Galileo Rules!

Ian Goddard (
Wed, 17 Feb 1999 23:18:40 -0500

Pan Am 103 lost its forward section (like FL800) and immediately curved downward (unlike CIA video) with all its initial horizontal velocity of 434 kn. The official investigation gives us these numbers:

Initial velocity: 434 knots  (at 31,000 feet)
Nose hits ground: 120 knots  -314 kn (slower)
Engines hit at:   260 knots  -174 kn (slower)
Wing hits at:     440 knots    +6 kn (faster)

Most of the jet slowed down during the fall. The most aerodynamic debris fell fastest, with the wing actually falling faster upon impact. NO part fell faster than an object dropped from total rest. The fastest falling part, the wing, fell 3,750 feet shorter and 443 knots slower than an object dropped from complete rest in a vacuum!

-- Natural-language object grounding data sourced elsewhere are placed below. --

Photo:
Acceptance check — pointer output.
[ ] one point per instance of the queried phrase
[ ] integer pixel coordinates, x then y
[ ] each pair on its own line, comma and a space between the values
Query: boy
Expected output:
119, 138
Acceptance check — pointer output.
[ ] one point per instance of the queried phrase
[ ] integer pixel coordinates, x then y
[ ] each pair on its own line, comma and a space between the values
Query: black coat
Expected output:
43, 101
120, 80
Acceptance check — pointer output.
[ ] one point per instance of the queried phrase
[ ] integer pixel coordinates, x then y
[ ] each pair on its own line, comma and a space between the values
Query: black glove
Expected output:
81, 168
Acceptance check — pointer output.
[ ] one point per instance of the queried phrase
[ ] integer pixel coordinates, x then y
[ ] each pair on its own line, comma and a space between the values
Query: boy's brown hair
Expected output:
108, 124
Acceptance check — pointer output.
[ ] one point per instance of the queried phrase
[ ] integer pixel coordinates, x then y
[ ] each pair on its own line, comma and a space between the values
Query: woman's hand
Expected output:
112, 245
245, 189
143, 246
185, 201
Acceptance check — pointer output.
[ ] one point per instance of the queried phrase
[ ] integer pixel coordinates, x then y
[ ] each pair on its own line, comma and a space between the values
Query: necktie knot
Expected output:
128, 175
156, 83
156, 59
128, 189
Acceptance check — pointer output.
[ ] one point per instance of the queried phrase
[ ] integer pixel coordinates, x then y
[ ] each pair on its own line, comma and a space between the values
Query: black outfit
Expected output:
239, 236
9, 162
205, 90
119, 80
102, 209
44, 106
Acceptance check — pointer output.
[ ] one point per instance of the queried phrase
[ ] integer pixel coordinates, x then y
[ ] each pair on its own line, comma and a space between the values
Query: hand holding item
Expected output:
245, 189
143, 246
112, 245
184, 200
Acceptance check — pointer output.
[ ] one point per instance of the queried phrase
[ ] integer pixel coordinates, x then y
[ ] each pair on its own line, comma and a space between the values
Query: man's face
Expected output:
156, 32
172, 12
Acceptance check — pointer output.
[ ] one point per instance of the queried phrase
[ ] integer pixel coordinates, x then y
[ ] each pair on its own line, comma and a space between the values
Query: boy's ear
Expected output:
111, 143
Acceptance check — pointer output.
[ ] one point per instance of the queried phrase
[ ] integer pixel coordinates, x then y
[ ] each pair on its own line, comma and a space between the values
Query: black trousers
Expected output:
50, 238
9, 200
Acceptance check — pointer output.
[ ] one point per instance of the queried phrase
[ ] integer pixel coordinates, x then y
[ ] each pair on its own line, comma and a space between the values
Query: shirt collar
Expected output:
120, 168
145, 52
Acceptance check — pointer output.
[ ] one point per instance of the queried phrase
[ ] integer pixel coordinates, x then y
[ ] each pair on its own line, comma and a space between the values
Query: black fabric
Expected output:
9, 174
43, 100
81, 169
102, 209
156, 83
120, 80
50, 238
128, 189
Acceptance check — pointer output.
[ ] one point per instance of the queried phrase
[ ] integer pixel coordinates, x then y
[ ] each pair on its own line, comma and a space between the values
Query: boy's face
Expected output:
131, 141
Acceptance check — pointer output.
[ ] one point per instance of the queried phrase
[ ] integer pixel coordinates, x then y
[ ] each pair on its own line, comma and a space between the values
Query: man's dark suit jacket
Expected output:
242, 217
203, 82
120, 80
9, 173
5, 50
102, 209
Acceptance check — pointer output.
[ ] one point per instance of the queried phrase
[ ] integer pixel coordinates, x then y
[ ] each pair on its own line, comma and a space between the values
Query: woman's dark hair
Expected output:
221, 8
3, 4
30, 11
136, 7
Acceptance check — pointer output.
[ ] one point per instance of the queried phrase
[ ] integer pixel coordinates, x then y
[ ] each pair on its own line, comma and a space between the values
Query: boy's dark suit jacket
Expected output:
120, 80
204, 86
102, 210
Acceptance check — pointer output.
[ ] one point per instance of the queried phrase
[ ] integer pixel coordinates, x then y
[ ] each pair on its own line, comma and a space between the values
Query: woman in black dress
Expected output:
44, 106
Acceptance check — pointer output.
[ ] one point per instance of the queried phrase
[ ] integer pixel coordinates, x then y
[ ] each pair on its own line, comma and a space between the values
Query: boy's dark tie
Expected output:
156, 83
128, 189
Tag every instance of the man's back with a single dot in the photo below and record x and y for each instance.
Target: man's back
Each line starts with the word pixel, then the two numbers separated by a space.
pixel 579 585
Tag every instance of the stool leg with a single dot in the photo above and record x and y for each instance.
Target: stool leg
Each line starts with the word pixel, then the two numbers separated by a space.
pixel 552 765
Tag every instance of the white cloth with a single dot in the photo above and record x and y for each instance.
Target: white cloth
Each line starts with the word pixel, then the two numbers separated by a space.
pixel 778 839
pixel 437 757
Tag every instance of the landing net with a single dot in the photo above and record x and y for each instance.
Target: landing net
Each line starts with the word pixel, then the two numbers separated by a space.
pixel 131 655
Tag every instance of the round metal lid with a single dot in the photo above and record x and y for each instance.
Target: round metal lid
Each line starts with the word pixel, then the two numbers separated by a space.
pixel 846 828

Conclusion: an initial horizontal-cruising velocity of 434 knots failed to cause any part of a falling 747 to fall faster than an object dropped from rest. Physical reality thus refutes counter-argumentation against my initial post on this topic and indicates ( that the CIA scenario contradicts physical law by an even wider margin that initially calculated, since we can see the profound effect of drag.

Also note that since lower air density reduces drag, the high altitude (31,000, 17,000 higher than FL800) and cold winter weather around Pan Am 103 maximized aerodynamic efficiency ensuring the fastest fall.